Préparer et expérimenter une économie de la contribution

L’économie de la contribution vise à assurer une pérennité aux démarches de capacitation, en rendant possible la participation des habitants d'un territoire par l’octroi d’un revenu contributif conditionnel, conçu hors emploi. Par ce biais, l’économie de la contribution souhaite créer les conditions d’une transformation systémique par laquelle les habitants seront encouragés à développer collectivement des savoirs, puis à les mettre au service de leur territoire, créant ainsi des “territoires apprenants contributifs“. Cette mutation de l’économie locale en une économie du soin basée sur le savoir permettra l’émergence de nouveaux emplois contributifs. Comme dans le système des intermittents du spectacle, un habitant pourra alors renouveler son revenu contributif en occupant un emploi contributif pour une durée déterminée (qui sera délibérée localement).

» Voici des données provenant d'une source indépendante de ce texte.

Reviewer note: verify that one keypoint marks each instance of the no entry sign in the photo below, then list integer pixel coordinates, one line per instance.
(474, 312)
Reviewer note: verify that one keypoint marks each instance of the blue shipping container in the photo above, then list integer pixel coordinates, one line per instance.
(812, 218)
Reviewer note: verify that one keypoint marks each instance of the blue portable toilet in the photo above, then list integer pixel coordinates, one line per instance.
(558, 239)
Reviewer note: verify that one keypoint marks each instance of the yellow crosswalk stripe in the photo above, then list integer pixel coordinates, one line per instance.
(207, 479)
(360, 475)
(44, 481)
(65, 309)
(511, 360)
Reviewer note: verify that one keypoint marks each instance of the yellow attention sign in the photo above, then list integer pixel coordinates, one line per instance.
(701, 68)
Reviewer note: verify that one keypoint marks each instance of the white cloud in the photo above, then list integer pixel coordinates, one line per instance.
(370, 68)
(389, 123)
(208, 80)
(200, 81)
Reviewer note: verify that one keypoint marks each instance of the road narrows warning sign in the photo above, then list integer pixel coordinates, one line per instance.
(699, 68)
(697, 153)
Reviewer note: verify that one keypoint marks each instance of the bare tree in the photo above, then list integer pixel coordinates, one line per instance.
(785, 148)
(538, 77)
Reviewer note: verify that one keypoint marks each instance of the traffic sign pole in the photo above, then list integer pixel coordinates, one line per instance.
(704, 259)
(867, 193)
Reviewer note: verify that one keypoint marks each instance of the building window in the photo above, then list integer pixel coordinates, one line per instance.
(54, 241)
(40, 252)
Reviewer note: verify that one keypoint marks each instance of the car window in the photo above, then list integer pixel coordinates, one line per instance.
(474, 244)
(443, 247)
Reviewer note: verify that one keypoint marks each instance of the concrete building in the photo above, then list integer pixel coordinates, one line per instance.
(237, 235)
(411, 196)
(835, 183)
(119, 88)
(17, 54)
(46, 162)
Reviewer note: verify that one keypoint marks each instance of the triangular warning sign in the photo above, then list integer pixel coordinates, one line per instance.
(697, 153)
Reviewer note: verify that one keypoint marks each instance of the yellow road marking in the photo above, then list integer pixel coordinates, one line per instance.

Une telle expérimentation, pour être vraiment démonstrative, suppose un travail de préparation de terrain. Il est ainsi nécessaire de mener une enquête permanente pour identifier les dynamiques territoriales susceptibles de s’inscrire dans une économie de la contribution. Il s’agit ensuite de réunir les acteurs qui se sentent concernés par une même problématique dans des ateliers de capacitation. Ces ateliers articulent à la fois la recherche et l’expérimentation sur le terrain de nouvelles pratiques, ce qui permet de nouveaux savoirs. Ils s’appuient en cela sur la méthode de la recherche contributive, qui consiste à faire travailler ensemble habitants, professionnels et chercheurs universitaires dans des projets conçus pour offrir une égale possibilité à chaque participant de contribuer à la dynamique de recherche, et de devenir en ce sens lui-même chercheur et acteur de son avenir.

L’objectif du programme TAC consiste à poursuivre l’élaboration et à expérimenter cette économie de la contribution en Seine-Saint-Denis. 

D’où vient le TAC ?

Ce programme hérite des réflexions de l’IRI et d’Ars Industrialis sur l’économie de la contribution et s’est concrétisé en 2016 par un dialogue approfondi entre Bernard Stiegler, l’équipe de l’IRI et Patrick Braouezec, alors président de l’EPT Plaine Commune et les élus de ce territoire. Depuis le début des années 2000 et sur la base des travaux philosophiques de Bernard Stiegler, l’IRI et Ars Industrialis travaillent sur les multiples enjeux ouverts par le basculement de nos sociétés dans les technologies numériques. À partir de 2010, les réflexions se sont orientées vers le champ économique, notamment autour de la création d’un nouveau modèle économique et industriel, fondé sur le passage d’une économie de la consommation à une économie de la contribution. C’est sur ce socle historique et théorique qu’a été conçu le programme TAC, porté aujourd’hui par l’équipe de l’IRI dans l’ensemble de la Seine-Saint-Denis.